Deep Learning for Language Analysis Summer School at UoC – #DL4LASS
This September, the Summer School on Deep Learning for Language Analysis took place at the University of Cologne for the second time. This year, I was able to participate in the 5 day-long program. Since it was organized by people from different research areas and promoted through the channels of multiple departments[^1], it attracted diverse participants with various academic backgrounds and interests. The range of topics that were offered followed the same pattern: While all the workshops revolved around language, each of them focused on a different representation of it. After an introduction to deep learning (DL) that brought everyone to approximately the same level, each participant had to choose one of the three parallel sessions: 1) DL for NLP and argument mining, 2) DL with audio and speech data and 3) DL in text recognition (OCR/HTR). So, you could decide to work with either textual, audio or graphic data. The tracks were shortly introduced on the second day of the summer school either by the lecturers or the organizers. As expected, the NLP and argument mining track attracted the most students. Thanks to the limited number of participants though (50 in total), students had enough time to experiment and ask questions, even in the fullest class.

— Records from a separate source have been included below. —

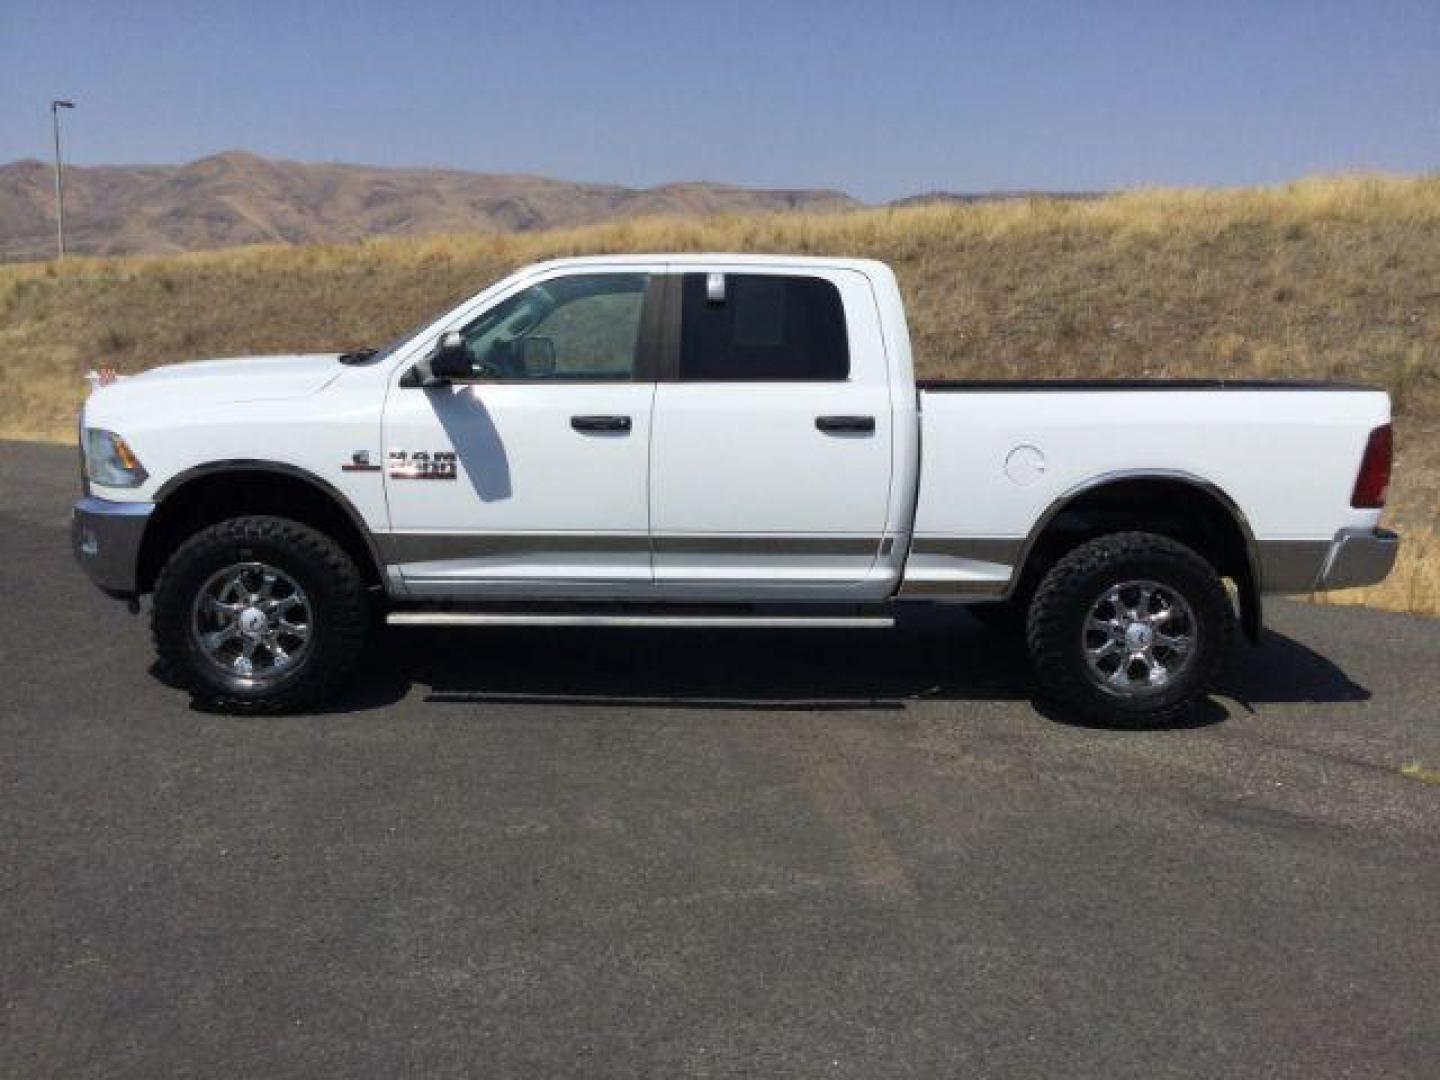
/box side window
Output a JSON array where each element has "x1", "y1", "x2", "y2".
[
  {"x1": 459, "y1": 273, "x2": 648, "y2": 380},
  {"x1": 678, "y1": 273, "x2": 849, "y2": 381}
]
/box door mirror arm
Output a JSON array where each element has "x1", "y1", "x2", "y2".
[{"x1": 401, "y1": 354, "x2": 442, "y2": 389}]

All three parallel session of our ML summer school for language analysis are on track. From top to bottom: Audio & speech data (@amotjuste,) NLP & argument mining, and test recognition (@thist_be and team) #ds4lass pic.twitter.com/6GQTfV75s1— Felix Rau (@fxru) September 11, 2019
I opted for the audio and speech analysis track since there are fewer opportunities to learn about this topic than, for example, argument mining, and I didn’t see myself needing text recognition skills any time soon. The audio and speech analysis class was taught by Abdullah from Fraunhofer IAIS. I particularly appreciated his openness in presenting the DL approach. He pointed out the shortcomings of the method and noted that in many cases a non-machine learning solution might still be more suitable.

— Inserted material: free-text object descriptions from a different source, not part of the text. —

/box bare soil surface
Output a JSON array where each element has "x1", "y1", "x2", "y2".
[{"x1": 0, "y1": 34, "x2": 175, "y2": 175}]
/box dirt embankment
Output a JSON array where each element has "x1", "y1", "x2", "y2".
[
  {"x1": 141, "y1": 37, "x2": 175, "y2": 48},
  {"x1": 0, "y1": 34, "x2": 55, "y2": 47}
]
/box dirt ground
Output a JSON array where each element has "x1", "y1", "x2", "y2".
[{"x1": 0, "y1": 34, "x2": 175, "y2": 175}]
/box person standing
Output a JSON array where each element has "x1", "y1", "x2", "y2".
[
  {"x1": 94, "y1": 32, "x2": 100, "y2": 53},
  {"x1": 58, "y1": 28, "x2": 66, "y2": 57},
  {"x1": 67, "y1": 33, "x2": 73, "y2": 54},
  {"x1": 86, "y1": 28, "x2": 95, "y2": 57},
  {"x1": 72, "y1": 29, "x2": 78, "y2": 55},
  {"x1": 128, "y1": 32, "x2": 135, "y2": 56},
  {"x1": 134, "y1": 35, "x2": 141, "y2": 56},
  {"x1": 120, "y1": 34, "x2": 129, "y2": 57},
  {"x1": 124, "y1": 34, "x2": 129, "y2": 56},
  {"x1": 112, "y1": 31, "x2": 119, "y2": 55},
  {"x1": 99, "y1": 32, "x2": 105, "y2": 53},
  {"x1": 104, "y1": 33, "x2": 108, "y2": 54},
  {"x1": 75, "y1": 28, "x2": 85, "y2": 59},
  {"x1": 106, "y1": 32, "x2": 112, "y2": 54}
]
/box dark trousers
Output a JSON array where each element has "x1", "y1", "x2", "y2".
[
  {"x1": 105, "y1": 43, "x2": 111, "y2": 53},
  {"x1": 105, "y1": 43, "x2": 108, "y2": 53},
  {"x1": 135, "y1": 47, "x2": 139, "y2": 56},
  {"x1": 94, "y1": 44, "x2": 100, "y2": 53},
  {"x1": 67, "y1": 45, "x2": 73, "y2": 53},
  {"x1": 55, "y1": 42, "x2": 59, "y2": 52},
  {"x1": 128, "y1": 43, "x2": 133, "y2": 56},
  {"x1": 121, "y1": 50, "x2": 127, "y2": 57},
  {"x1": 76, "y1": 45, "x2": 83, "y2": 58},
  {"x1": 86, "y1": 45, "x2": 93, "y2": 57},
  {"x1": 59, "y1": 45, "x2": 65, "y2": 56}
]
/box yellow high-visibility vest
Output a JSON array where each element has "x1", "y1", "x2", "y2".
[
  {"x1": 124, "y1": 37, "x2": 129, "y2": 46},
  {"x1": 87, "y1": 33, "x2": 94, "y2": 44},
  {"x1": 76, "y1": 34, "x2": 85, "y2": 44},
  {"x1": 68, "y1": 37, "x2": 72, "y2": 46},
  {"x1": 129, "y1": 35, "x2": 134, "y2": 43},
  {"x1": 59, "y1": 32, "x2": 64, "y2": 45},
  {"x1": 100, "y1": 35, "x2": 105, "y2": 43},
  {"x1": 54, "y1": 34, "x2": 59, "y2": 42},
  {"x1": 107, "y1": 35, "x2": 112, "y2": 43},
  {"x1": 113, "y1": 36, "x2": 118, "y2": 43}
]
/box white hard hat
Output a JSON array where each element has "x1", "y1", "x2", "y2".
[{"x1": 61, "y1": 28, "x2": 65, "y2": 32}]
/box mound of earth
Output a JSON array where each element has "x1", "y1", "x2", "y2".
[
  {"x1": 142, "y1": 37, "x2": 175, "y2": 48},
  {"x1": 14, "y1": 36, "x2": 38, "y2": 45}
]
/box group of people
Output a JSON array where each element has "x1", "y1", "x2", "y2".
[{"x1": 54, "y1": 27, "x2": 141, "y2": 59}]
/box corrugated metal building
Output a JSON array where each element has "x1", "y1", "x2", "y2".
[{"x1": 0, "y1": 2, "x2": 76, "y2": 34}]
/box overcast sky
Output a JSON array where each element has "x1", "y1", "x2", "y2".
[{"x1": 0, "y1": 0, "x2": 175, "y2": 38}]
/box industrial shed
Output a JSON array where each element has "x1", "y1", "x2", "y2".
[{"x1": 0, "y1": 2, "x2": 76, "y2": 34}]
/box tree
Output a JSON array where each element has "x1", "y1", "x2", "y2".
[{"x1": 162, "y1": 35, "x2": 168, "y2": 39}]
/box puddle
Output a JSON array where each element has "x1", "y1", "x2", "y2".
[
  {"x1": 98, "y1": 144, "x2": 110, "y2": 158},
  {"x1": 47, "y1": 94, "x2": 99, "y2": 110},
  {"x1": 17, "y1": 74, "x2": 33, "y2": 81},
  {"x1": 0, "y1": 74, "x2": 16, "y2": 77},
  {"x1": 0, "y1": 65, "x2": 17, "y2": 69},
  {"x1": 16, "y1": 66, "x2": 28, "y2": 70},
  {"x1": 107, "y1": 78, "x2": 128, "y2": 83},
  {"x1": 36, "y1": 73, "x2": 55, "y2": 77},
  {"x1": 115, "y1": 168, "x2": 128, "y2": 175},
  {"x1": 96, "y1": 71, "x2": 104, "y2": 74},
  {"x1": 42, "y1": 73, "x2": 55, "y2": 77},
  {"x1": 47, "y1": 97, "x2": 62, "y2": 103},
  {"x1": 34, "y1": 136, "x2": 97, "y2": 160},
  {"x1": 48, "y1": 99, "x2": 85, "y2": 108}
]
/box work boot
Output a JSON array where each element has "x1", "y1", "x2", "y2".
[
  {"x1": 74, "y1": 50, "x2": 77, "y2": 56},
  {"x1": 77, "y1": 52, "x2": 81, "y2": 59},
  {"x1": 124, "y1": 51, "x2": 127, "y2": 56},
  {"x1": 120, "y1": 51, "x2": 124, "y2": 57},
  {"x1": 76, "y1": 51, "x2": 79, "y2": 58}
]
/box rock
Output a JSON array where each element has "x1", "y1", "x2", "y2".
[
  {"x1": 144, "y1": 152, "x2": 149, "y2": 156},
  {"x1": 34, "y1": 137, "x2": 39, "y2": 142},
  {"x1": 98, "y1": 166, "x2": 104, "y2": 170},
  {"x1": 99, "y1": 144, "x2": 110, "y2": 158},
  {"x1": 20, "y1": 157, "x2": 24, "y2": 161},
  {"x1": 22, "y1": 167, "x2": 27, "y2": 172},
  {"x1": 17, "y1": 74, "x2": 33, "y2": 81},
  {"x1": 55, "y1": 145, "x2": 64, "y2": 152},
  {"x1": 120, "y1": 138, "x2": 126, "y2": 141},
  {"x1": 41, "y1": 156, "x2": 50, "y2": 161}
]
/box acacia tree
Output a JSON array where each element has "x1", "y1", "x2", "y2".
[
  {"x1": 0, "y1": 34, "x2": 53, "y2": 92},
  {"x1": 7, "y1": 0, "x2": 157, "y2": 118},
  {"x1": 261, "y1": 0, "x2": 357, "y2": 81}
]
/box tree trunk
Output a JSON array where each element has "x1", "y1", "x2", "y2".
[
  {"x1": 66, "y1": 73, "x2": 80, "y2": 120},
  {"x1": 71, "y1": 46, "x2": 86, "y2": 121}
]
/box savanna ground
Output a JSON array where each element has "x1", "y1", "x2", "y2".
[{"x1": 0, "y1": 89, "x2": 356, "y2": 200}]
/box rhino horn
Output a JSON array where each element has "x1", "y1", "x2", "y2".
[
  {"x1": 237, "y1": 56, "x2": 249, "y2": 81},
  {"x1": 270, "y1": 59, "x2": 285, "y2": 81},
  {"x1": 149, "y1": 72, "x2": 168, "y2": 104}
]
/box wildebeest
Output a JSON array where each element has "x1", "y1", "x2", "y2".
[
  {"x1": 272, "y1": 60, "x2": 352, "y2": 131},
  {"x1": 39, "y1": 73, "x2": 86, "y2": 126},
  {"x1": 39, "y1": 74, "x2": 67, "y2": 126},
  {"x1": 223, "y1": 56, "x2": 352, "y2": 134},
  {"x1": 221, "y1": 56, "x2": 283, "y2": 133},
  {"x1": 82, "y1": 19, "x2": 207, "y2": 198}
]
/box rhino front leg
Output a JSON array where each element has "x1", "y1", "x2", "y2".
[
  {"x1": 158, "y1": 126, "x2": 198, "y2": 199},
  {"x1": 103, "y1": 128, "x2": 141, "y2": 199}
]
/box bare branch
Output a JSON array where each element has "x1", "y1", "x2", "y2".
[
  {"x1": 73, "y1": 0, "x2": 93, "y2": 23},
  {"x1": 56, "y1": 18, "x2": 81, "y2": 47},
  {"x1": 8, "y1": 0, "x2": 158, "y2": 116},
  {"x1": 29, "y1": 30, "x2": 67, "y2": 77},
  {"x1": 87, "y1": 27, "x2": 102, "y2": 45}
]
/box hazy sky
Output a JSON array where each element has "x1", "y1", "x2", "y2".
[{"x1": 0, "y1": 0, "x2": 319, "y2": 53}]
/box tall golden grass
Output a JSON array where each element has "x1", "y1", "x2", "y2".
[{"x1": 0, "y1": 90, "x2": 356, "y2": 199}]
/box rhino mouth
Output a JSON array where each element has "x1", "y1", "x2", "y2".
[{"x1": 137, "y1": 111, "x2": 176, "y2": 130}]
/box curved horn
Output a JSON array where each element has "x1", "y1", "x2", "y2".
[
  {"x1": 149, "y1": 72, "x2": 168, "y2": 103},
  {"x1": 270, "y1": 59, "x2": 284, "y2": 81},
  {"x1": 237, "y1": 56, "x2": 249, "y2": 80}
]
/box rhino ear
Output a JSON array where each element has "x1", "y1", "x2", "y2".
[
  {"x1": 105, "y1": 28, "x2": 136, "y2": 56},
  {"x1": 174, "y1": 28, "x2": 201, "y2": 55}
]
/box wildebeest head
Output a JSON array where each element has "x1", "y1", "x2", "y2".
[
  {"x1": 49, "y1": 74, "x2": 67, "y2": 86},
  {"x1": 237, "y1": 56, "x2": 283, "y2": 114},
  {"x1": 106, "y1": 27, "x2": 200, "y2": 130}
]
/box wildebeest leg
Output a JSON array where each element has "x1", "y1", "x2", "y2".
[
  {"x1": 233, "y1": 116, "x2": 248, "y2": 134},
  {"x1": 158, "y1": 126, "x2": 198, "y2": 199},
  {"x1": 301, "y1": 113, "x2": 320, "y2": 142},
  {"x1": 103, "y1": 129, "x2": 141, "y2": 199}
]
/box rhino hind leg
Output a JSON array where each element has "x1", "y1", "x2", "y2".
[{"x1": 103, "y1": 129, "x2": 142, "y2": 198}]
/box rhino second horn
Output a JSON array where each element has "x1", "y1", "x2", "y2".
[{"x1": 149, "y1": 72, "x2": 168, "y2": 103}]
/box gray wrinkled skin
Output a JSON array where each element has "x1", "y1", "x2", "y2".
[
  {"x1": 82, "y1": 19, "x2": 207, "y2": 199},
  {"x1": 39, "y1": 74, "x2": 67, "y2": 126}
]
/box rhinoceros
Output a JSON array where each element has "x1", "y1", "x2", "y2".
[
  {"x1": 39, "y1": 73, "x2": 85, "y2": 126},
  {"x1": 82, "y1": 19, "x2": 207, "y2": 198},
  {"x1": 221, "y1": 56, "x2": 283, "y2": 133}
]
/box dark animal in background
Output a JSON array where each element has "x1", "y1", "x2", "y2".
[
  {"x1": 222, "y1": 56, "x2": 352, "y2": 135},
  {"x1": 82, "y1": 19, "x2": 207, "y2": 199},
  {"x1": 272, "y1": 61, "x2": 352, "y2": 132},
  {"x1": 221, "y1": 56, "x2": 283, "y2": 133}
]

It's also time to say thank you, teachers! #dl4lass (Alejandro, Lorenzo, @amotjuste, Johannes). Also to the teachers of the earlier courses @jbinnewitt @thist_be and Valmir! pic.twitter.com/PXpdEQHTr1— jhermes (@spinfocl) September 13, 2019
For me, it was very exciting to learn about analyzing language in audio format since my understanding of this domain was limited to the basic knowledge I had obtained in the introductory phonetics classes at my university. In the computational context, I had only worked with textual data – which is the case for many computational linguists. What struck me the most, however, was how the same algorithms and workflows can be applied to a variety of data categories. The parts that differ accordingly and require domain knowledge are, of course, the data preparation step and, if applicable, the feature engineering. I was fascinated to hear that one of the people in my class was planning to use the methods for biological data analysis; since he had noticed some structural similarities between the audio data and his research data and was curious to know if this approach would lead to interesting results (don’t ask me about the details though). So, creative and interdisciplinary thinking was definitely in the air.

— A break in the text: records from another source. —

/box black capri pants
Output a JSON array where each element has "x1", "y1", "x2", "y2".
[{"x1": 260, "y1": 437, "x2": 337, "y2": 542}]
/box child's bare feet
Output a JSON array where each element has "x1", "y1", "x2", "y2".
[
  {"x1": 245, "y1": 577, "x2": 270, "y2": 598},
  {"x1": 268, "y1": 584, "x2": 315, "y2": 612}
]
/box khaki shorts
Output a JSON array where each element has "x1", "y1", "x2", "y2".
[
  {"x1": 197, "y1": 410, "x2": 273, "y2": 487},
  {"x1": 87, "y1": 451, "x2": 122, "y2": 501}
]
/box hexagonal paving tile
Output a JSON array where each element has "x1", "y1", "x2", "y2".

I have to admit, as a bachelor student, it was sometimes difficult to understand some details of the algorithms and to know exactly which parameter to tweak to get the results I want, so it was reassuring to know that 1) I’m in the same boat with other students who e.g. have a pure linguistics background and have never dealt with DL in depth and 2) that there are enough experts around me who are using DL in their research projects and whom we newbies can annoy with our questions; again, thanks to the diverse backgrounds and educational levels of the participants. However, it was very enriching to expand the theoretical knowledge I had about machine learning and neural networks and complement it with some entry-level practical experience. I do plan to use the tools in future projects, including my bachelor thesis and used this opportunity to engage with the topic a bit more. Moreover, I can always refer to my notes and the programming examples whenever I need some machine learning inspiration.
There is still much left to say about the summer school: from the meet and greet with industry professionals to the social events including the stimulating conversations with other students and scientists or how Docker prevented many technical problems, yet not all of them. But instead of expanding on these points here, I suggest that you come to the next one in August/September 2020 yourself. Follow the twitter account of the Institute of Digital Humanities at UoC or check out the website to stay up to date on the event details!
Going home from the fantastic Deep Learning for Language Analysis Summer School in Köln #dl4lass, absolutely in awe of the program, people, city and kölsch, inspired and motivated to act. Many thanks to the organizers, teachers and all the wonderful people I got to hang out with!— Joanna Byszuk (@jbyszuk) September 13, 2019
[^1]: The summer school was organized in the framework of the University of Cologne’s Competence Area III (CA3: Quantitative Modeling of Complex Systems) by Jürgen Hermes, Claes Neuefeind (Institute of Digital Humanities, UoC), and Felix Rau (Institute of Linguistics, UoC).